I cant do powered speaker because I i cant add electrical because our building permit for the remodel notes that we cant do electrical but we have plenty on power where I would put that amp and mixer.


----------



## gafftaper (Jun 11, 2013)

They make speakers that are designed to fit right into a drop ceiling panel. You just cut a hole in the material with a saw and the speaker goes in, similar to a car stereo speaker. Ceiling speakers will sound excellent for spoken word applications. They will not provide much in the way of bass for music, but that sounds like it's not a problem. I believe they can be pretty low profile, but 3" seems like it might be a little too tight. 

They also make "Pendant" style speakers which you hang around the room. Those might be a good choice to look at. 
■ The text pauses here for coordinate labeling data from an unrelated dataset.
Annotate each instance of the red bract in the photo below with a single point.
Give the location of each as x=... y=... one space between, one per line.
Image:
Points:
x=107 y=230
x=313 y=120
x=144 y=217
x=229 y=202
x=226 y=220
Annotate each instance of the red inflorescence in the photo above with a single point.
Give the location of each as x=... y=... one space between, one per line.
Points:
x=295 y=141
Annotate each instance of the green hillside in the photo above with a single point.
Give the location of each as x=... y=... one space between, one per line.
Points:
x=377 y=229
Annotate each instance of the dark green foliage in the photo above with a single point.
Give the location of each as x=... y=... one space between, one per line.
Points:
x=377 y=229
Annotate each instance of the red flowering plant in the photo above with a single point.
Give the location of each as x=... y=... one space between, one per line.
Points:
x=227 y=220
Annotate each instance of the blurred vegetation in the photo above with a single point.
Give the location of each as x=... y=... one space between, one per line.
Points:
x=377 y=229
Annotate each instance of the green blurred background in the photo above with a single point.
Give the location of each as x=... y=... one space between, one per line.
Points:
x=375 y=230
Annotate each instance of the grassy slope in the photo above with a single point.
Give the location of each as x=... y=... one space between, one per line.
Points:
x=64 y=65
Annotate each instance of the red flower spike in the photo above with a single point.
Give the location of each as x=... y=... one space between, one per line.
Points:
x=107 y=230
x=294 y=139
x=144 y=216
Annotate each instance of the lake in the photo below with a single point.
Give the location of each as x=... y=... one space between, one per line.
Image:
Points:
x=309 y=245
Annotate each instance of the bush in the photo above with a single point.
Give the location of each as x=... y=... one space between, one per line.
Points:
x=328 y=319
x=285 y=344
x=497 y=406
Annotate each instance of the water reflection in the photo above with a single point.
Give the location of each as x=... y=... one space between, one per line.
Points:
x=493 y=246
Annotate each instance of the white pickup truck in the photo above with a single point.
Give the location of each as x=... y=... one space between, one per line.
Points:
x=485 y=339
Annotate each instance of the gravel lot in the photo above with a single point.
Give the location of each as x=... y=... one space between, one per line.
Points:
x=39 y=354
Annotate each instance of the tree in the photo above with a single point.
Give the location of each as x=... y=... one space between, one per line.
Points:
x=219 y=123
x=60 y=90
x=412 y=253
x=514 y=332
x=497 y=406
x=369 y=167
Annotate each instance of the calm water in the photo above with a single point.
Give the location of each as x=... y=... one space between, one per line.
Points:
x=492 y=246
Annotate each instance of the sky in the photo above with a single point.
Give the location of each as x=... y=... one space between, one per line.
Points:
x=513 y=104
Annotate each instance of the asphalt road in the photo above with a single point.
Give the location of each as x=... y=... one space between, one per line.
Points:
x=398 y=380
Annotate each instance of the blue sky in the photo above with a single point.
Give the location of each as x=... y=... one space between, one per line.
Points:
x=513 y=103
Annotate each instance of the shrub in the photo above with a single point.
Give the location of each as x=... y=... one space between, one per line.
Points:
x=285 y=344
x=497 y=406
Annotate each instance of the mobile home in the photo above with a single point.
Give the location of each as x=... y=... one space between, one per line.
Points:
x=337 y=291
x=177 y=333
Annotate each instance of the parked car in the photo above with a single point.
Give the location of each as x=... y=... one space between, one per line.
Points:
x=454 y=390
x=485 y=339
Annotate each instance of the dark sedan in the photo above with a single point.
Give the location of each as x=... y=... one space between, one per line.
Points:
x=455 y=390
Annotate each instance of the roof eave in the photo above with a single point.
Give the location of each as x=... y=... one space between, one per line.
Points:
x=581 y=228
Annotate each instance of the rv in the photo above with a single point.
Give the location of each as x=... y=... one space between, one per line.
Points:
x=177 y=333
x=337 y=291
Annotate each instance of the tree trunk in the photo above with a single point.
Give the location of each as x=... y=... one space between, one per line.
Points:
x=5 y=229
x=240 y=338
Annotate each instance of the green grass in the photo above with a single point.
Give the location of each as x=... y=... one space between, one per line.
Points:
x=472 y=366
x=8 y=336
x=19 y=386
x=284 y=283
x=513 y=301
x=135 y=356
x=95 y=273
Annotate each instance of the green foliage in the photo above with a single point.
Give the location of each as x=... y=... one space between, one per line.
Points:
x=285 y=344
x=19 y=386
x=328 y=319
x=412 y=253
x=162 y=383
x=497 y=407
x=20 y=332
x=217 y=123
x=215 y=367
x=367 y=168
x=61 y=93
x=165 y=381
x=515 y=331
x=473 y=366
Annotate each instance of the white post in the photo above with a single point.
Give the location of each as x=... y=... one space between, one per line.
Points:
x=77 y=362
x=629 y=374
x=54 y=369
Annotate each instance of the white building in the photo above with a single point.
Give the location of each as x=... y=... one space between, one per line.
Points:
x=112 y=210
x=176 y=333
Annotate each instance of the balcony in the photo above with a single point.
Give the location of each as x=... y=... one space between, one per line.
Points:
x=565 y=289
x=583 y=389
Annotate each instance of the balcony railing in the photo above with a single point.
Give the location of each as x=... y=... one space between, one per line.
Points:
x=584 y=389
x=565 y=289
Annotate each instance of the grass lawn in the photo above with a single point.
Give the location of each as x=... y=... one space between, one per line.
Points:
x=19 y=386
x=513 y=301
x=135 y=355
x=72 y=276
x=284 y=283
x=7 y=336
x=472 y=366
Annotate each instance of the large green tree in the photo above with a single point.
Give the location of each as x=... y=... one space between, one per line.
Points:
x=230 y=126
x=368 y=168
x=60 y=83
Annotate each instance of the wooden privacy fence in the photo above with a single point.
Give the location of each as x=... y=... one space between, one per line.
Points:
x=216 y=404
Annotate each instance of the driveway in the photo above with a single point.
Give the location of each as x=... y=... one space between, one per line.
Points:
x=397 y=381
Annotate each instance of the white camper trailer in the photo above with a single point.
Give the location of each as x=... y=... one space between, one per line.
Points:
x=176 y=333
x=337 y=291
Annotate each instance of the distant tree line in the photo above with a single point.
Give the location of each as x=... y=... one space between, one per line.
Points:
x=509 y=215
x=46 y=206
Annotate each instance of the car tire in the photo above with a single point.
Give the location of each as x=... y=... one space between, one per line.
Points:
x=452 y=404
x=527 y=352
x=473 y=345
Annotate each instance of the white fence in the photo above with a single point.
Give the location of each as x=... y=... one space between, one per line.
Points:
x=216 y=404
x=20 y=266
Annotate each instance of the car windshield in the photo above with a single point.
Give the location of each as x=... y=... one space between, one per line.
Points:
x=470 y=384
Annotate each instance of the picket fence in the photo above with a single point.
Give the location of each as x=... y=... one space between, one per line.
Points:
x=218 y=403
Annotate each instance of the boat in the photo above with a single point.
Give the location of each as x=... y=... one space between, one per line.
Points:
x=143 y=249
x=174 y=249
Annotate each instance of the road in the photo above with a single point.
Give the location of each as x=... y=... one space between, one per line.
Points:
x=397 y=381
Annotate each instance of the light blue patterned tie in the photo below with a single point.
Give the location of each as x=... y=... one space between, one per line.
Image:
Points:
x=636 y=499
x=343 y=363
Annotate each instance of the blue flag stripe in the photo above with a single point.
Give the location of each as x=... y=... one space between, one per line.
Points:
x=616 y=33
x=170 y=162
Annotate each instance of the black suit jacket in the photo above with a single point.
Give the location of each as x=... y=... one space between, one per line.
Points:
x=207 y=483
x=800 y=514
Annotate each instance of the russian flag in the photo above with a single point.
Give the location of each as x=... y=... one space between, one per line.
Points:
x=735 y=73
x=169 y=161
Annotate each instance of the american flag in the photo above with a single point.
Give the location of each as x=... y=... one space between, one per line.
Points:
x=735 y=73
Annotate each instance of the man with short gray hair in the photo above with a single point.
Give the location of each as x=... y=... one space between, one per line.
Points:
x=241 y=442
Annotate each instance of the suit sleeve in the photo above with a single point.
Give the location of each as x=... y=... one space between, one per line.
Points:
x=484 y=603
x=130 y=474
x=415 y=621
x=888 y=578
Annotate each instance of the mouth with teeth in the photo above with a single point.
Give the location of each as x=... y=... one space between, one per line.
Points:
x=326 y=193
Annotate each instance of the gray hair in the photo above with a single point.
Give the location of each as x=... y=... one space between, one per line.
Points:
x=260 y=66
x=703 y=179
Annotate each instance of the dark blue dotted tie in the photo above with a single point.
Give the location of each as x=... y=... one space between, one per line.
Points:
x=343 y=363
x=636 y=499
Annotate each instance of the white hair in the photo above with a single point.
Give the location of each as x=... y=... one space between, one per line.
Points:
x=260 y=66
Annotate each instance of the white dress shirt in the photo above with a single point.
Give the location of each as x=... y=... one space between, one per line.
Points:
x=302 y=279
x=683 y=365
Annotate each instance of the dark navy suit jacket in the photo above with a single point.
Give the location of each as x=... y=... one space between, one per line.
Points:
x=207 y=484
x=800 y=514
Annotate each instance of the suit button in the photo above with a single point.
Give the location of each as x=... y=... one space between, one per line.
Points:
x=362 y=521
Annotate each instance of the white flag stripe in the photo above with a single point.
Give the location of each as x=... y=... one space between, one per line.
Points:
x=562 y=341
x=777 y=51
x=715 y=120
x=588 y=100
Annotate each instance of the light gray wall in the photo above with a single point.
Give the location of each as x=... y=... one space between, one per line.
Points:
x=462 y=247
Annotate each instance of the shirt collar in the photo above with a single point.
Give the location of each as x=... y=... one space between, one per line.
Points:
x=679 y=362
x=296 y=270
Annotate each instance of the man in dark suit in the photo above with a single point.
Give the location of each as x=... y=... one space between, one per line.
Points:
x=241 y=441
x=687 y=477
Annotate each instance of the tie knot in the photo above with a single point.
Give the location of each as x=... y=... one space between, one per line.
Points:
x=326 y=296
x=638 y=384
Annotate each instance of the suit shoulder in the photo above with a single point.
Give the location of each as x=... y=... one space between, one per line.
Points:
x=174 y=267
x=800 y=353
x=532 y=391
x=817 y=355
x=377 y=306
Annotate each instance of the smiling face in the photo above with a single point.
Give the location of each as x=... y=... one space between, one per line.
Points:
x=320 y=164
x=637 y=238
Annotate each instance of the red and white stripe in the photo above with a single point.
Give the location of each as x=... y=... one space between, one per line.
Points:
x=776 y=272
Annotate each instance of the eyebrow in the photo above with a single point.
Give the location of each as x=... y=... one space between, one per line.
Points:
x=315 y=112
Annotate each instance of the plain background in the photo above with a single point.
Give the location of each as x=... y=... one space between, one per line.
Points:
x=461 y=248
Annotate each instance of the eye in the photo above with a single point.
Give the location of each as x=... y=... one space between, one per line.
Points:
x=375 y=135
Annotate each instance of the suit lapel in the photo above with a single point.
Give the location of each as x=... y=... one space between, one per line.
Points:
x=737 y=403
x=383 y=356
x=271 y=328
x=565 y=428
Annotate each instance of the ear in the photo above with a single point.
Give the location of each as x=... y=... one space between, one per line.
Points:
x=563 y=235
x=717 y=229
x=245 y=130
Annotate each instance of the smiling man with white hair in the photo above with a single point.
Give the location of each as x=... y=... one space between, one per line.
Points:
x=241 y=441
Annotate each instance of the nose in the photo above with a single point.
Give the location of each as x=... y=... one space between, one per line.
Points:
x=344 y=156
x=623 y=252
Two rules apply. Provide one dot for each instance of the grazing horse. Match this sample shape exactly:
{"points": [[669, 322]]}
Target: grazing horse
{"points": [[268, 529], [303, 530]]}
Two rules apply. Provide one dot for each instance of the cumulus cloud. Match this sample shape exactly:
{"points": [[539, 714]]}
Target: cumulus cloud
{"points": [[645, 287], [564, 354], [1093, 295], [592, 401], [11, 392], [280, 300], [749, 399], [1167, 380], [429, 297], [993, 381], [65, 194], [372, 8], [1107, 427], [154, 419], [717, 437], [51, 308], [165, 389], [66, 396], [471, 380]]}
The problem with mounting two speakers on one end of the room (besides looks) is the uneven sound distribution. You either are blasting out the front row or the people in the back are straining to hear. Ceiling mounted means nice even distribution at a perfect volume for everyone. But 3" may be so tight of a fit it won't work.


----------



## JLNorthGA (Jun 11, 2013)

cj12 said:


> My Church has no bands. We sing everything with a piano or acoustic. All the speaker would be for is mics and on odd ocations if we have a guest speaker and they want to show a short video.
> I wanted to go with flush mounded speakers in the ceiling until I found out that i will only have a 3" gap between the old and new ceiling. Is that enough space between for a speaker? Or will I get more and better sound out of small speaker attached around the walls? I have not been told but I guess this will be a drop ceiling. I have though about putting that amp in the storage closet and stick the mixer in a cabinet off to the side. The mixer is a small 8 channel board. So it would not take up a lot of space.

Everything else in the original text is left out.